OIDC Workload Identity for CoreWeave Kubernetes Service (CKS) delivers a secure way for your workloads to authenticate with services across multiple clouds using the OpenID Connect (OIDC) protocol. OIDC addresses a key challenge for multi-cloud AI and Kubernetes users: establishing secure, scalable identity and access management between CKS workloads and external services without the operational risks and burdens of managing long-lived credentials.

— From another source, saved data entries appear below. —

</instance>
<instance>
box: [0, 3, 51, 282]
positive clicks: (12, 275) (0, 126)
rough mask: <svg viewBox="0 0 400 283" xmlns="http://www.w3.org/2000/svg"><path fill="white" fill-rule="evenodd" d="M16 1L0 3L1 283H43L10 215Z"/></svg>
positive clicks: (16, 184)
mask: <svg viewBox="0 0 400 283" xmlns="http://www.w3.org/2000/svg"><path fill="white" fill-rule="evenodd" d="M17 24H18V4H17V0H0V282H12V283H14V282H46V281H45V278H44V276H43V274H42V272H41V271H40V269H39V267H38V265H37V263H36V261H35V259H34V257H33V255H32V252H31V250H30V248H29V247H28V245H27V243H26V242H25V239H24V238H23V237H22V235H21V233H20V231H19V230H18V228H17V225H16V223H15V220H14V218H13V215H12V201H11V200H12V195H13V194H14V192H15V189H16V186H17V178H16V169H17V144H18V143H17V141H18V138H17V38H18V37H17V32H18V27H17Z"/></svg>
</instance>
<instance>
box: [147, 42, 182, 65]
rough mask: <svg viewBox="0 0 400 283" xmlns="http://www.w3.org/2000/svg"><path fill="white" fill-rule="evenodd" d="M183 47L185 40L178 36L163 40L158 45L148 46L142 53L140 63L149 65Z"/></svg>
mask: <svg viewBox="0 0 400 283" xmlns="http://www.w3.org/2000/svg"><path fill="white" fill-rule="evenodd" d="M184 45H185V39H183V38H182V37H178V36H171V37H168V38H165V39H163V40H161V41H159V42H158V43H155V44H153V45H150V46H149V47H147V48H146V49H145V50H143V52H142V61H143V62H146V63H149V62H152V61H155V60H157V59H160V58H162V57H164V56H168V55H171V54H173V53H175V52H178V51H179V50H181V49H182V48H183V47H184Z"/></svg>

When to use OIDC Workload Identity

OIDC Workload Identity is valuable for applications that need to authenticate with multiple cloud providers or external services. Rather than managing static API keys or service account credentials across different environments, your workloads can use short-lived tokens that Kubernetes issues and rotates automatically. This eliminates credential distribution and rotation overhead while enabling fine-grained access control through each provider's native IAM systems. This approach works well for both public and private clusters, since the OIDC metadata endpoints don't expose sensitive cluster information.

How OIDC works

OIDC (OpenID Connect) is an industry-standard protocol for federated identity, widely supported by public cloud service providers (CSPs) and many SaaS platforms. On CoreWeave, each CKS cluster acts as an OIDC identity provider (IdP), issuing secure tokens to workloads running under specific Kubernetes Service Accounts. These tokens let workloads authenticate to any external service (including AWS, GCP, and many SaaS tools) configured to trust the CKS cluster's OIDC identity, which eliminates the need for manually generated, distributed, or rotated secrets.

Your CKS cluster as a trusted OIDC IdP

Every CKS cluster publishes a public OIDC Document Discovery URL (such as https://oidc.cks.coreweave.com/id/xxxxx), where external services can discover identity metadata and cryptographic keys. This makes it simple to configure AWS, GCP, or other services to recognize your cluster as an identity authority.

Service account tokens

Workloads running in CKS acquire their identity via Kubernetes Service Account tokens, signed and issued by the cluster. When configured for OIDC Workload Identity, these tokens contain claims recognized by external CSPs.

Federated authentication flow

The CKS OIDC issuer URL is registered in your target cloud or service provider (for example, as an OIDC provider in AWS or inside a GCP Workload Identity Pool). Your Service Accounts are authorized to access specific resources by writing CSP IAM policies referencing claims from those tokens (such as Kubernetes namespace and ServiceAccount name). Workloads authenticate to external APIs by presenting their CKS-issued token, with no external secrets required.